«Les députés ne vont pas changer le monde»

Aujourd’hui le Maroc : Vous êtes connu pour votre passion pour l’économie. Aujourd’hui, vous portez un intérêt à la politique…
Lahcen Mouzouni : Je ne me rappelle pas avoir été un jour a-politique. J.P Sartre l’a déjà dit. Choisir de ne pas choisir, c’est encore faire un choix. La politique est vécue de deux manières au Maroc. Ceux qui la pratiquent par le verbe et ceux qui la pratiquent par l’action. Par le verbe, les Marocains expriment leur intérêt, leur façon de voir le monde et les gens mais boudent les partis et les urnes car ne croyant ni en les institutions ni en les politiques. Par l’action, l’autre catégorie des Marocains, massivement présents dans toutes les organisations, aspire au changement en le préparant et en y participant. J’ai suivi presque le même parcours et je me trouve aujourd’hui à la station du changement. La pratique de la politique reste un exercice intellectuel si elle ne vise pas à changer les conditions sociales et politiques, à participer au débat d’idées et préparer le Maroc de demain.
Comment expliquez-vous votre choix d’adhérer au Parti Socialiste Démocratique ?
Pour au moins trois raisons. C’est un groupe d’intellectuels qui le 13 septembre 1996 ont compris le sens de l’histoire et ont pris la décision de créer une nouvelle mouvance de la gauche plurielle au Maroc. Par cet acte douloureux et téméraire en même temps, ils ont anticipé le Maroc d’aujourd’hui. Aussi, le choix de la pensée socialiste est décisif. C’est elle qui répond le mieux, à mon avis, aux spécificités de la culture marocaine. Elle est à mi-chemin d’un libéralisme hybride, déshumanisé et d’un socialisme anachronique. Enfin, dans sa forme actuelle, le parti est une structure souple, ouverte, non clanique acceptant les nouvelles sensibilités et les nouvelles idées.

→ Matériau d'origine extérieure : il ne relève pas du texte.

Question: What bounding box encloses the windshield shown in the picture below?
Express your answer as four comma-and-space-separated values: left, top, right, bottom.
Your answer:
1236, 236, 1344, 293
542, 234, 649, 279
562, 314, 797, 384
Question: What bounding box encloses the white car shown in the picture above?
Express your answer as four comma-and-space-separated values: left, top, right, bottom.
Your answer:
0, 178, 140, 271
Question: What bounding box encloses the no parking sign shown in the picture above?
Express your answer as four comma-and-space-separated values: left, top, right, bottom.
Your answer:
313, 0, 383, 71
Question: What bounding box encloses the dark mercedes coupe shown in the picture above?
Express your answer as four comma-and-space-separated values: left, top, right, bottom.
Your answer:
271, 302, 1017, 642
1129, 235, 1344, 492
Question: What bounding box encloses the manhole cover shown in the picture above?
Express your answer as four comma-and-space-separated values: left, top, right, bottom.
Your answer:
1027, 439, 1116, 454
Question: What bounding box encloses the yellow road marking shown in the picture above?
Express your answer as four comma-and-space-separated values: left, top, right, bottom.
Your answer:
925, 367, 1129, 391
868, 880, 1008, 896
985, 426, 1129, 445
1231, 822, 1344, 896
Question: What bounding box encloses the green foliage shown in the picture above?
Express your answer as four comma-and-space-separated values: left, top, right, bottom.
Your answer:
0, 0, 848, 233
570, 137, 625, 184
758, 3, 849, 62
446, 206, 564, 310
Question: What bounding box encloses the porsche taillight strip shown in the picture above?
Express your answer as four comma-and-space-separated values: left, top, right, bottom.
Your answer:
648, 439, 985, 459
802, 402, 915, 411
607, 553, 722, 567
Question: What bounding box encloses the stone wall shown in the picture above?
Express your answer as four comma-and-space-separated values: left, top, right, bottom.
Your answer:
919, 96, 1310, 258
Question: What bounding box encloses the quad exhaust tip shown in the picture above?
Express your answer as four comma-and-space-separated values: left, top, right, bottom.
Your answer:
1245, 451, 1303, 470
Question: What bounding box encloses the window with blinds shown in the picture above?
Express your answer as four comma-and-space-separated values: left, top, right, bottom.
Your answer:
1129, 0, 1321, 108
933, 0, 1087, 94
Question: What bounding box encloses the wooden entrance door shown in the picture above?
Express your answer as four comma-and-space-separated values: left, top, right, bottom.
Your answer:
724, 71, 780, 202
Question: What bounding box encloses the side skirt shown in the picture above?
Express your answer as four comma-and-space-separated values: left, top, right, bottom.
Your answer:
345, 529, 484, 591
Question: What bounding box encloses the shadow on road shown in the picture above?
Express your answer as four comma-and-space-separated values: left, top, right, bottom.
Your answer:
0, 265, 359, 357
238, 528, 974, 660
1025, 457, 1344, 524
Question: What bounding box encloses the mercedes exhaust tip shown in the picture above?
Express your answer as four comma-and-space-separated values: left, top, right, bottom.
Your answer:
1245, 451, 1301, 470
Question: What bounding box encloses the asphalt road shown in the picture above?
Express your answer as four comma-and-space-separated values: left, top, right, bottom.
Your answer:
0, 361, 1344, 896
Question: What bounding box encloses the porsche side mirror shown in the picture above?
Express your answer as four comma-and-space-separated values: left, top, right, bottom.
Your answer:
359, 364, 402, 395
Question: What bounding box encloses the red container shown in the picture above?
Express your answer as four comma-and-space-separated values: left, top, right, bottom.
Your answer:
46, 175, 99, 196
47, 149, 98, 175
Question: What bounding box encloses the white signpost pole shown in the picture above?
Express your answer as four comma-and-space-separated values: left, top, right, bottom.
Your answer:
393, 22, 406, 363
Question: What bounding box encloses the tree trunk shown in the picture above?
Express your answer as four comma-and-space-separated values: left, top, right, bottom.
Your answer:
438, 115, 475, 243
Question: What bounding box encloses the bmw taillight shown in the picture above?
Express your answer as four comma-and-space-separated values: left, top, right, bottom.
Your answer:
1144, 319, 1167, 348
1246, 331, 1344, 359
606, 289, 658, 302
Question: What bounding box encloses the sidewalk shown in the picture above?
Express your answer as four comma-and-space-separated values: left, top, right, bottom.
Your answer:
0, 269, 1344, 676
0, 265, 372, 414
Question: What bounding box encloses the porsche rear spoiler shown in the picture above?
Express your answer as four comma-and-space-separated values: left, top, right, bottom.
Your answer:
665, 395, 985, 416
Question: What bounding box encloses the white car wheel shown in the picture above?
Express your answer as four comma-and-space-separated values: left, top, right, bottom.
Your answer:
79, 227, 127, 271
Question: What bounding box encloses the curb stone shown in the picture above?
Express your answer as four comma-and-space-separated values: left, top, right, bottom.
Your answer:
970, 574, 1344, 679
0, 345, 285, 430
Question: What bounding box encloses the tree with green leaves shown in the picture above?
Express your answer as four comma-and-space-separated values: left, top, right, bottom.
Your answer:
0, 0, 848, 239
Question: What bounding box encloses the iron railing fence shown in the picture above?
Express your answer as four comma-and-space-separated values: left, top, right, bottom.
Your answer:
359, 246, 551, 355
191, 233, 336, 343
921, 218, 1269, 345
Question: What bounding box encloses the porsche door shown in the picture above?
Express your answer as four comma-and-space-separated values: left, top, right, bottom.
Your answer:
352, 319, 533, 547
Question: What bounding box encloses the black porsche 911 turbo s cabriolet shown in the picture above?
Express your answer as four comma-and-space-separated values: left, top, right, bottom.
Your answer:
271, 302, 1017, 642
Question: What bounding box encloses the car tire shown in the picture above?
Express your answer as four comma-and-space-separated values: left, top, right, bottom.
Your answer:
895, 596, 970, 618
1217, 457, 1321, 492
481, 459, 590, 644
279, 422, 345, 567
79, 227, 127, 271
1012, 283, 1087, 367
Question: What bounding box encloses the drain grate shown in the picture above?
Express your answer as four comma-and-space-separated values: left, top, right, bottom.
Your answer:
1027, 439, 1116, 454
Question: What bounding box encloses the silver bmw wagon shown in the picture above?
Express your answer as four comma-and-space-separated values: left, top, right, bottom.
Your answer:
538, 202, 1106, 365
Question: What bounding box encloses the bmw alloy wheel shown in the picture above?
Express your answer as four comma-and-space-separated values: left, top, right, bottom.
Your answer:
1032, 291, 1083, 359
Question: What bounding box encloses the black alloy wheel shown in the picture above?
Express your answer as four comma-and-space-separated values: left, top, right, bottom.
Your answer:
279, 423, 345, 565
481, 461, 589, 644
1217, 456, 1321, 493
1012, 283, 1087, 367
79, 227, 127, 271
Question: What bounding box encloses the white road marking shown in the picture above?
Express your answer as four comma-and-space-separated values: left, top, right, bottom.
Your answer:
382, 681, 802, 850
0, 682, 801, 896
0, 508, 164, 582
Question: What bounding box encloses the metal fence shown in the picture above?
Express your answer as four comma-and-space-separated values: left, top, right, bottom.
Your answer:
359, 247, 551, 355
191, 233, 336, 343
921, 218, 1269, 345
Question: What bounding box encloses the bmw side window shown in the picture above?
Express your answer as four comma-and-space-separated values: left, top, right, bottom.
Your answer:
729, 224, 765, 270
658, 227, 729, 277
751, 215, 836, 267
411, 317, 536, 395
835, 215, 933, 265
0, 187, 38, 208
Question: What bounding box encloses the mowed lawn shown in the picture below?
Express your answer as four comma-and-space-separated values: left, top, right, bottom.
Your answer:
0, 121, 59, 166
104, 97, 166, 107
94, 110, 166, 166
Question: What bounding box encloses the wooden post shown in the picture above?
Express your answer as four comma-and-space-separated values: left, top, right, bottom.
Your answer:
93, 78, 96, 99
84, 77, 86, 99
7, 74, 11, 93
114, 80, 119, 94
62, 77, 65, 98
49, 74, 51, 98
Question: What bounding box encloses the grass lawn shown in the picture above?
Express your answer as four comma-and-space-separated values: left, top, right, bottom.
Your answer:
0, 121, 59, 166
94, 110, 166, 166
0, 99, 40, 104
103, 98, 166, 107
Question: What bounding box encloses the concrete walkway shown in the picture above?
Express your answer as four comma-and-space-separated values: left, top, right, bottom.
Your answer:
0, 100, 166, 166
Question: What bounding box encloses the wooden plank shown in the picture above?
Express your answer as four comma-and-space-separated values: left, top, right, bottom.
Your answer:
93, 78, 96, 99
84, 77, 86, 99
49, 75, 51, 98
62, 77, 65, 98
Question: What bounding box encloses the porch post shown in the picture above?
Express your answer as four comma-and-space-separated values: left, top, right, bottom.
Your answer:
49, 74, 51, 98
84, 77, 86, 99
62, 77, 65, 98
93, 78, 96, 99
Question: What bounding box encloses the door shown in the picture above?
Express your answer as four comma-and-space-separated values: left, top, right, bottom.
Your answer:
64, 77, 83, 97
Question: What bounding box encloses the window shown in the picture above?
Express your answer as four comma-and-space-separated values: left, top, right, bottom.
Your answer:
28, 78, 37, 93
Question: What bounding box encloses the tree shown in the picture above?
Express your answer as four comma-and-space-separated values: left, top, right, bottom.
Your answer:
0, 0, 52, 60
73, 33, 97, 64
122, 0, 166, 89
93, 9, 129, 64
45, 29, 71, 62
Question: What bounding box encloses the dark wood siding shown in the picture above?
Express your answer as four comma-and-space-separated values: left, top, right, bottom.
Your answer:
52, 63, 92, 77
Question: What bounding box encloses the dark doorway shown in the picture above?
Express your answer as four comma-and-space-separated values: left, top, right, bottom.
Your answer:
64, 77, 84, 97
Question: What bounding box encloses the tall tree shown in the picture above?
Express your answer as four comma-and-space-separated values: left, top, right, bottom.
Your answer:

C’est une plate-forme idéale pour tous les Marocains qui pratiquent la vie politique comme une force de propositions, de projets et d’idées.
Quelles ont été vos motivations pour prendre part aux élections?
Le Maroc moderne et celui de demain n’est viable que par des institutions crédibles. Nous avons tous l’obligation de participer à leur mise en place, à leur adaptation et à leur pérennité. La politique de l’autruche est inacceptable car elle favorise le retour du dogmatisme. Il ne faut pas être idéaliste. Les parlementaires ne vont pas changer le monde, encore moins résoudre tous les problèmes en suspens. Par contre, ils confirment la démocratie. Or, la démocratie ne se décrète pas. Elle est d’abord et avant tout une attitude mentale d’un groupe donnée. Elle passe par l’enseignement et l’apprentissage. D’où l’immensité du travail pédagogique qui doit être fait en profondeur.
Il s’agit aujourd’hui de former une nouvelle génération respectueuse des valeurs universelles et ayant comme credo le débat d’idées à l’intérieur d’institutions bien établies. Si le Parlement peut apporter en plus un bien-être au citoyen, c’est un plus. La priorité pour moi se situe au niveau de l’avènement d’une nouvelle génération.